• April 2025
  • Eric Camel

Certains discours politiques ou médiatiques s’érigent en défenseurs de l’autorité, comme s’il s’agissait d’un principe magique permettant de restaurer l’ordre perdu. Ces discours se contentent souvent de slogans : “Il faut rétablir l’autorité”, “les jeunes ne respectent plus rien”. On convoque une autorité sans sujet, sans contenu, sans finalité. Cette vision, régressive et dépolitisée, empêche de penser ce que pourrait être une autorité émancipatrice.

L’autorité : un principe d’autonomie et des responsabilité

Or, l’étymologie nous offre une voie plus fertile : auctoritas, en latin, vient de augere : faire croître. L’autorité n’est pas la domination ; elle est ce qui fait grandir. Elle est ce qui permet aux autres de devenir auteurs à leur tour, en les accompagnant dans leurs choix et leurs compréhensions. Elle est liée à l’expérience, à la compétence, à la responsabilité.

Comme l’écrit Michel Serres : « L’autorité “coup de bâton” n’est que le décalque des conduites animales, celle du mâle dominant chez les éléphants de mer ou les chimpanzés. C’est pourquoi, quand je vois un patron avec son staff autour, plein de courbettes, je ne peux m’empêcher de penser aux ruts des wapitis dans les forêts de Californie du Nord. Cette autorité-là fait marcher les sociétés humaines comme des sociétés animales. Heureusement, la culture humaine a remplacé le schéma animal. La morale humaine augmente la valeur de l’autorité..

 

 

Pensée ainsi, l’autorité devient un principe d’autonomisation. Elle ne contraint pas, elle encadre. Elle ne se proclame pas, elle s’incarne. En communication, elle opère comme une forme de pédagogie du sens : elle aide à comprendre, à choisir, à situer les messages dans un contexte plus large.

L’autorité : une réponse aux désordres de l’écosystème digital

Le digital a démocratisé l’accès à la parole, mais cette abondance de contenus n’a pas produit une abondance de sens. Au contraire, elle a engendré une fatigue informationnelle croissante. Trop de sources, trop de bruits, trop de contradictions. Selon une étude de Reuters Institute (2023), 36 % des internautes évitent activement les actualités, jugeant le flot d’informations anxiogène ou débordant. Dans cet environnement déroutant, ce que les publics cherchent n’est plus tant l’information que l’orientation.

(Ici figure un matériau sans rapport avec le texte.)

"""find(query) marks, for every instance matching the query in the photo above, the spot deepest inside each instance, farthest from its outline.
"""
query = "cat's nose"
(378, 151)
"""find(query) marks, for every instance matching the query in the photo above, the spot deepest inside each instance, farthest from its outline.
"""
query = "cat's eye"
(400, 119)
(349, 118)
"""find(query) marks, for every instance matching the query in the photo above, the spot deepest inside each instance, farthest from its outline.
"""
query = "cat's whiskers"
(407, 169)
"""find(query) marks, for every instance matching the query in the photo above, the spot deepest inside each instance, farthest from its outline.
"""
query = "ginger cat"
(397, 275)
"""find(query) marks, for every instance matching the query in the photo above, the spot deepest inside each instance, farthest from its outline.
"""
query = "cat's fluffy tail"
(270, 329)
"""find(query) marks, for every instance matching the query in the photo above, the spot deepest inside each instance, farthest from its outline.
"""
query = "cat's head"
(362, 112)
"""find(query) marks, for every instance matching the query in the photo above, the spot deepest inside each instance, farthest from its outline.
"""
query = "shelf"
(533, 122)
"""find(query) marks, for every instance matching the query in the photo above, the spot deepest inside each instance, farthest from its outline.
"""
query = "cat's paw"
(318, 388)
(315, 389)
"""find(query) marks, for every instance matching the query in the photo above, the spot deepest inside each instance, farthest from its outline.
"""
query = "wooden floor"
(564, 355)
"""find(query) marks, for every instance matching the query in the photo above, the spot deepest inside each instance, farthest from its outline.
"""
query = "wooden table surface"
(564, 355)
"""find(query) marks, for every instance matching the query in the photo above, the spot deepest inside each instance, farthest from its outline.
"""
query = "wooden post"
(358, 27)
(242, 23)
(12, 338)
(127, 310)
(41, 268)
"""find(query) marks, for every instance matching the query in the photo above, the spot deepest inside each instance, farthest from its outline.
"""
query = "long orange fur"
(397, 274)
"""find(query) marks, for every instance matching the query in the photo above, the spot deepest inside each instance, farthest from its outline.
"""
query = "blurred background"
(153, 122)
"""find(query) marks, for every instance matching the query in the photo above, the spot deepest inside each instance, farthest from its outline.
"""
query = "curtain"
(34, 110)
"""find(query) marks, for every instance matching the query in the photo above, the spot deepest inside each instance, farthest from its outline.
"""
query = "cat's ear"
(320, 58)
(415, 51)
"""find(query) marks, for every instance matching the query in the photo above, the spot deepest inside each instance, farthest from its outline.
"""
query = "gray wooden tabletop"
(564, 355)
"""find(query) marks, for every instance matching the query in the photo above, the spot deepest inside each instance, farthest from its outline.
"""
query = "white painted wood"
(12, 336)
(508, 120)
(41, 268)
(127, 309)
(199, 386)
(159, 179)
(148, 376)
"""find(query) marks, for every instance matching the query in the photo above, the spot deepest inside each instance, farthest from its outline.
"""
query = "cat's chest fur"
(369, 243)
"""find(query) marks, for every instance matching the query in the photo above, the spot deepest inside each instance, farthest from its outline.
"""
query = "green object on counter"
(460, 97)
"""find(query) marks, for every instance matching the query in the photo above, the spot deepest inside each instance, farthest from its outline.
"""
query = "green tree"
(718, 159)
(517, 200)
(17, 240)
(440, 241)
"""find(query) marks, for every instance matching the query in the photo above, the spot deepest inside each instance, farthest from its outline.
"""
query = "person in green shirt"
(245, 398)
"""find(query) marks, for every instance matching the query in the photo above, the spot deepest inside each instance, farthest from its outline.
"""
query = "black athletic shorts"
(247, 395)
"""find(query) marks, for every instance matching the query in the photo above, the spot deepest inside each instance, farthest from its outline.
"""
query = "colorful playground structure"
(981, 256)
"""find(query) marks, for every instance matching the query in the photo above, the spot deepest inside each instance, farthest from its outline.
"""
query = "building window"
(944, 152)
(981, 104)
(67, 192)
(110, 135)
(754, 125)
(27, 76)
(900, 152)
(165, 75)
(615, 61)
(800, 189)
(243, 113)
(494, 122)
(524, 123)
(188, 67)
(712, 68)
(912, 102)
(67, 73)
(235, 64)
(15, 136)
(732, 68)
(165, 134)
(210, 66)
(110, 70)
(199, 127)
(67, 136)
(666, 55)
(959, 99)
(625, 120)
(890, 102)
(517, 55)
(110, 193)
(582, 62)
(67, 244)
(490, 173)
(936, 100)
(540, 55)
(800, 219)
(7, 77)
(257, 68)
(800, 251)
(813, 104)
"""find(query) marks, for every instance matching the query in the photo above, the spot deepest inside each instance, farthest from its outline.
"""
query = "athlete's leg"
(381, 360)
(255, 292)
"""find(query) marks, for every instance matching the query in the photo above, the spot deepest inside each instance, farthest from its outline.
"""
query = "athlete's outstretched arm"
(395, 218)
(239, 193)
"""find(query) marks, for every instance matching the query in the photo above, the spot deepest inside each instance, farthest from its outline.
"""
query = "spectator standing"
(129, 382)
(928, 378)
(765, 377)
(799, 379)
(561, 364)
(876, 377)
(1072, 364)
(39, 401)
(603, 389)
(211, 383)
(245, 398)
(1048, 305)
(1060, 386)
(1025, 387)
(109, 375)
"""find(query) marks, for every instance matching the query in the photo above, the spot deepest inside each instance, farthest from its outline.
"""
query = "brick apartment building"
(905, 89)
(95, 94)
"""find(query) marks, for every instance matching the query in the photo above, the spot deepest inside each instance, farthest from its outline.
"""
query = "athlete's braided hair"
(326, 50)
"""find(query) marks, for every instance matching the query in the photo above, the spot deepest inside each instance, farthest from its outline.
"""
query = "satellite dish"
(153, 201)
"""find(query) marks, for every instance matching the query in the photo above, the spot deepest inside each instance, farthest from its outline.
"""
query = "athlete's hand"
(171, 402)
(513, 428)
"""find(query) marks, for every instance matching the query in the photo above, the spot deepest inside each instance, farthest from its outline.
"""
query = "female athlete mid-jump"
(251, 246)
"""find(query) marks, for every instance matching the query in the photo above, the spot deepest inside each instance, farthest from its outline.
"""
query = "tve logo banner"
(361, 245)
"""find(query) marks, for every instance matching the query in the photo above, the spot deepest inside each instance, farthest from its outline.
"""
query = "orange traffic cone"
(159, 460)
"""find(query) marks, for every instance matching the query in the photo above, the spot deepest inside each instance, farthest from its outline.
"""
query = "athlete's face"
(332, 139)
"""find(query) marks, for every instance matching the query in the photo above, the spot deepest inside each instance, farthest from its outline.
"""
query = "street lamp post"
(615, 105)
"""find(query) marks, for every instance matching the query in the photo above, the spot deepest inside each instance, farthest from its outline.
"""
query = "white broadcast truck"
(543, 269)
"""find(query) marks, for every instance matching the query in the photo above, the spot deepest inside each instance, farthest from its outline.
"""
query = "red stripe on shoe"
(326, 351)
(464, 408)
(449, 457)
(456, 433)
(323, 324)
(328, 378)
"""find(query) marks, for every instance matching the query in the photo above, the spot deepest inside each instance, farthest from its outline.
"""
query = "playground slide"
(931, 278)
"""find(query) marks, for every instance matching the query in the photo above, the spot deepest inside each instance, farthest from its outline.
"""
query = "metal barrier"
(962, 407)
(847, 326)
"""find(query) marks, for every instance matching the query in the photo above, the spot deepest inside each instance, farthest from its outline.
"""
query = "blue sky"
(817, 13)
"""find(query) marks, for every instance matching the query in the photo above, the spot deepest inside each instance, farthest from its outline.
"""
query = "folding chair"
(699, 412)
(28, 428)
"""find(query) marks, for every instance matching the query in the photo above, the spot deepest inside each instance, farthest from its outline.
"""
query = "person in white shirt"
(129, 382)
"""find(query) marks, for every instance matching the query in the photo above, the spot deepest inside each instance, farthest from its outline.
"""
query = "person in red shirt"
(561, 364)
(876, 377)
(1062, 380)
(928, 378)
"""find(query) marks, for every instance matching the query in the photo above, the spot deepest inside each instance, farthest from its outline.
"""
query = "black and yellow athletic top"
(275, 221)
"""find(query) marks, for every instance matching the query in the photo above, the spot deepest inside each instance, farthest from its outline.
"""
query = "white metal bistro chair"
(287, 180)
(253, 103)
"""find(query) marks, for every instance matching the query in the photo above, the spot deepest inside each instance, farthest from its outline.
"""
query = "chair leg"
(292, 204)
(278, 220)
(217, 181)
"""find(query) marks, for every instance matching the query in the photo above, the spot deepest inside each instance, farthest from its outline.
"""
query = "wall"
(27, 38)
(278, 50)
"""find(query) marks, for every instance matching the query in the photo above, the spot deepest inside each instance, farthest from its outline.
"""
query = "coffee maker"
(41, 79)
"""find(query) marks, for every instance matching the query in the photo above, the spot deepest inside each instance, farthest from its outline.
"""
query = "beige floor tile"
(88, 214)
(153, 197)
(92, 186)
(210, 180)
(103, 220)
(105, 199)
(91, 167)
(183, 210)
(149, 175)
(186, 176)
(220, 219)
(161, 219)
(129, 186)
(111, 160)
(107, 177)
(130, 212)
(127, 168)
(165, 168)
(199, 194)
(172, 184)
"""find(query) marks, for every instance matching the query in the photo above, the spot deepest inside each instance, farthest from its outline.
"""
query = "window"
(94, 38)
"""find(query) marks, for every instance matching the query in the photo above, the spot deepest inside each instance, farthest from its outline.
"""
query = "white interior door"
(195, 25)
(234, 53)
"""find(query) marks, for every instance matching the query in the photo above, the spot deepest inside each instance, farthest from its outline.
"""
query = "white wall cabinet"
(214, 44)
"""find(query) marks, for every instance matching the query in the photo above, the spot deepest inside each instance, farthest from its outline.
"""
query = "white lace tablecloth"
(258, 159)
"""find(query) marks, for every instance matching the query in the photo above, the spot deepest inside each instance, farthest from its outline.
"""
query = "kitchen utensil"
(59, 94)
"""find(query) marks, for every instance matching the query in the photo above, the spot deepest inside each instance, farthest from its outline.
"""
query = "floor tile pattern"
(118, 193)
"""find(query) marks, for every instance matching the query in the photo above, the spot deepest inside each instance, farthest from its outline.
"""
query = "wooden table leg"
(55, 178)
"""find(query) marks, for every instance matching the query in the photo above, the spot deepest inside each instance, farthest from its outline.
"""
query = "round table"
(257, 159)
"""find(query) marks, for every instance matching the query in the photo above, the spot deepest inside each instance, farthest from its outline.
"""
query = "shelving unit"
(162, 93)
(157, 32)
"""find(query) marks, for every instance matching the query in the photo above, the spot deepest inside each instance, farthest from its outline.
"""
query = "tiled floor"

C’est ici que la notion d’autorité retrouve toute sa pertinence. Elle permet de distinguer ce qui est digne d’être écouté de ce qui relève du bruit. Les plateformes elles-mêmes l’ont compris. Google, par exemple, a intégré dans son algorithme des critères EEAT : Experience, Expertise, Authoritativeness, Trustworthiness. L’autoritativeness devient un critère-clé pour qu’un contenu soit jugé pertinent, fiable, visible.

 

 

Autres signes convergents : le déclin de certaines formes d’influenceurs au profit de figures plus expertes ; la montée des podcasts explicatifs, des newsletters contextualisées, des formats longs. L’attention est rare, donc elle se porte sur ceux qui savent la mériter.

L’autorité : le nouveau graal de la communication

Loin d’être une nostalgie de l’ordre, l’autorité en communication est une condition de compréhension, d’engagement et de responsabilité. Elle n’est pas l’ennemie de la liberté ; elle en est le cadre le plus fécond. Encore faut-il en faire une stratégie claire et assumée.

Quatre leviers concrets pour les entreprises :

 

2. Séduire et faire émerger des figures d’autorité : experts (les nouveaux «influenceurs». ?), dirigeants,salariés porte-parole… Des voix constantes, cohérentes, capables de créer du lien dans la durée.

3. Incarner l’autorité par les formats : préférer les formats explicatifs, contextuels, narratifs. Moins de bruit, plus de profondeur.

4. Travailler les signaux d’autorité numérique : citations croisées, références stables, vocabulaire cohérent. Créer une trace lisible dans l’écosystème informationnel, aussi bien pour des humains que pour des IA devenues incontournables.

Faire autorité aujourd’hui, ce n’est plus imposer une voix unique, c’est proposer un cadre stable, lisible, interprétable. C’est ouvrir l’espace de la décision, pas le refermer. Bref, c’est rendre chacun un peu plus auteur de ses choix.